I once asked a physician whether or not he thought maybe a woman who had recently lost her baby and developed a vesico-vaginal fistula due to prolonged obstructed labor was perhaps developing symptoms of depression. He told me he thought she was just being lazy and was surely going to develop bedsores if she did not start exercising and get out of bed. I told him I thought perhaps she was sad about losing her baby, the second child she had lost in such a way, within just a short three year period. He told me that he thought most women who came to the hospital with obstructed labor were tired of the pain and just wanted to the ordeal to be over and the baby to be out, regardless of the outcome. When I spoke with this woman and others who had had similar experiences, they told me they often thought about and remembered the babies they had lost but they tried not to dwell on it. 

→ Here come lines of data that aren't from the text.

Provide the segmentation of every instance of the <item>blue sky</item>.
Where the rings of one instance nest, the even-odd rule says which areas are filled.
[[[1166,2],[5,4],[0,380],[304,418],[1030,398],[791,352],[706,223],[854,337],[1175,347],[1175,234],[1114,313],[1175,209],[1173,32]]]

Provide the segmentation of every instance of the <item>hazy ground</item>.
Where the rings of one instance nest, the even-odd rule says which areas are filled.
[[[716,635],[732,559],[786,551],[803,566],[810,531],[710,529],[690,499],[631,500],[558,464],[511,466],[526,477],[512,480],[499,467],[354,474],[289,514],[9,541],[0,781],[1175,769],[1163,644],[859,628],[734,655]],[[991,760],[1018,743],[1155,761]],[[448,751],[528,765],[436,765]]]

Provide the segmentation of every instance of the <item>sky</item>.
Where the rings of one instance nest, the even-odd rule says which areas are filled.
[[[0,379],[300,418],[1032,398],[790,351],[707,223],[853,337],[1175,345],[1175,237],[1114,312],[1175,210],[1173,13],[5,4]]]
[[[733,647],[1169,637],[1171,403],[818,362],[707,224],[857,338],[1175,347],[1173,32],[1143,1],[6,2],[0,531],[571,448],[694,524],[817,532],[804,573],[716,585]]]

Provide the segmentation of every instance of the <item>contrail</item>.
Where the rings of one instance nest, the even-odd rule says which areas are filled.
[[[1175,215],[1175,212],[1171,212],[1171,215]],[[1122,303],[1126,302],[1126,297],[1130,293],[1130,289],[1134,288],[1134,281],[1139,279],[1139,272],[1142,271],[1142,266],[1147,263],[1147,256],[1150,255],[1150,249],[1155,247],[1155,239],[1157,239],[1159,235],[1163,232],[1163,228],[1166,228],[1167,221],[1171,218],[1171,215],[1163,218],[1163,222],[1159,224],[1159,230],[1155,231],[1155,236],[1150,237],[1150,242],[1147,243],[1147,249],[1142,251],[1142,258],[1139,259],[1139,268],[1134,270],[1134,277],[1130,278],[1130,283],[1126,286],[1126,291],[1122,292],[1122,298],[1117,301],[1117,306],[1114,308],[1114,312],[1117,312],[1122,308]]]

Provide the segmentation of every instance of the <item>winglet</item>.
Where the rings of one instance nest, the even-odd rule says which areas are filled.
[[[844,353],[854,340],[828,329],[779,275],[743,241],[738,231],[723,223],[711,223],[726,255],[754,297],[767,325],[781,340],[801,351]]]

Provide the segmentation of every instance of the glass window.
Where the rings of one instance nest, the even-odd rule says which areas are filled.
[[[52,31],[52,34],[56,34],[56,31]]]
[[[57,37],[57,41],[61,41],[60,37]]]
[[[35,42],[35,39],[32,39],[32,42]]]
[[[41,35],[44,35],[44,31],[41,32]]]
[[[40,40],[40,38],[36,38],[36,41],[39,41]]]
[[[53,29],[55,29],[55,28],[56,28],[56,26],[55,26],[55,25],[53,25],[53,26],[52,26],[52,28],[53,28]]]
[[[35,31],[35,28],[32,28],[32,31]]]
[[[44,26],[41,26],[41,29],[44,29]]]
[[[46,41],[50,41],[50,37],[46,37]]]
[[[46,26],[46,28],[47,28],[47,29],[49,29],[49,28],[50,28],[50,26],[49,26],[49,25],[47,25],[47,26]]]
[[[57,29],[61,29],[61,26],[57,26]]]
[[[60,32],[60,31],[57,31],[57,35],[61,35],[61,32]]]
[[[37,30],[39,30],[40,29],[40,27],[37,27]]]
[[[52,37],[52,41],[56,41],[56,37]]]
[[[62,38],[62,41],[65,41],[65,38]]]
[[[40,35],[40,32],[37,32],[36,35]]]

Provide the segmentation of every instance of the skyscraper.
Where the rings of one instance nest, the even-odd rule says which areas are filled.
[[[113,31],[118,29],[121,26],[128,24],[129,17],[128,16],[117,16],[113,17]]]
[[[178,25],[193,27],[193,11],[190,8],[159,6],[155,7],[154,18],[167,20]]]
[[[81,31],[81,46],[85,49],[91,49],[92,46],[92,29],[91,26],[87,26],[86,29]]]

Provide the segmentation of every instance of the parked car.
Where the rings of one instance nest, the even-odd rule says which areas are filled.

I recently became friends with another woman who experienced a stillbirth after her uterus ruptured and she had to have an emergency Cesarean section. Her aunt confided in me and told me the woman had not even been given the chance to see the baby's face and was inconsolable. She regularly asked her relatives to bring her baby son to her so she could see him and hold him. This was impossible because they had already had the funeral for the baby. The woman was nearing depression, uninterested in many activities, only wanting to stay home  during the day and often crying for long periods of time.

It is my feeling that support for dealing with these losses should commence in the hospital setting. Women should be helped to understand what might have happened to cause the death (if a cause is known) and how they might prevent such a loss in the future, if it was even anything within their control. Sometimes it is and sometimes it is not. Health care providers should be sensitive to the emotional needs of women and how each individual may express grief in a different way. Being allowed to see the baby and know the child's gender may be helpful for some women or it may not be for others, but the choice should be presented to the woman before the tiny bundle is taken away. 

Nearly every morning I walk into the maternity ward and am greeted by tiny bundles wrapped in bright khangas or kitenge fabric. A silent and grim reminder that there is still much work to be done in improving health care and still more work to be done in order to understand how women cope with their "bad luck" that resulted in their child's death. On the part of health care providers, it should be an on-going goal to reduce the number of "fresh" stillbirths, those in which the baby was alive until very shortly before birth. These types of stillbirths often might be prevented with closer or faster attention. While I acknowledge that it's easy to say we should be able to reduce these types of stillbirths but it's harder to do, I am tired of excuses from providers that these deaths are simply "bad luck."